Я шла за ним, еле волоча ноги от усталости, а в мозгах, наверное, не было не единой мысли. Когда мы спустились в землянку, Риши уже был там. Он, ковыряясь в шкафу, собирал вещь-мешок.
— Аська ты вообще мышей не ловишь… — завёл он, из-за двери шкафа, но стоило ему взглянуть на меня, как он сразу же насторожился, — что случилось?
— Да ничего, — недовольно буркнул супруг, — учил её, вот…
Муж подошел к кухонному столу и принялся чистить картошку, которую я взялась мыть. Я удивлённо вскинула на него взор, но он этого не заметил.
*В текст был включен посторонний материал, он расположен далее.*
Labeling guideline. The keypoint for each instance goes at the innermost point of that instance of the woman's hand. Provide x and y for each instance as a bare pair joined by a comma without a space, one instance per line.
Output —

— Судя по вашим лицам всё отлично, — скептически заметил врач, бросив своё занятие и
— Как резать? — обратился ко мне Герман, я показала фалангу указательного пальца, он кивнул и принялся крошить почищенные клубни, — понимаешь, друг, она не сможет отбиться от стада зайцев, если они решаться её атаковать. Да, чёрт! — муж с размаху, с грохотом, положил нож на стол, я скосила глаза, потому что мне показалось, будто доска, на которой он кромсал клубень, раскололась, — даже если они так и не решаться нападать, она с ними не справится!
Вот это уже было враньё! Я схватила блокнот и, капая мокрыми пальцами на лист написала:
— Ага! Он большой и сильный дядя, а я никчёмная трухлявая гнилушка не способная шевельнуться! Ну, вот один вопрос, как я сюда добралась?
Риши ухмыльнулся, прочитав записку, а супруг вырвал её у друга и пробежался по ней взглядом. Его скулы побелели, а глаза метали молнии.
— Послушай, — он говорил тихо, но от злобы, слышавшейся в голосе, у меня аж заложило уши, — я, конечно, безмерно виноват, что не взял тебя сразу с собой. Но позволь напомнить, чем закончилось твоё путешествие? Вы оказались в Лагере и сами оттуда, уже, выбраться не могли. Имей ты хоть какие-то навыки выживания, возможно туда бы вы не попали.
Это уже был нечестный выпад, я от удивления открывала и закрывала рот, словно рыба.
— Я не уловила сути про Лагерь, объясни, пожалуйста, ещё раз, — когда писала, я чувствовала, как у меня заходили желваки.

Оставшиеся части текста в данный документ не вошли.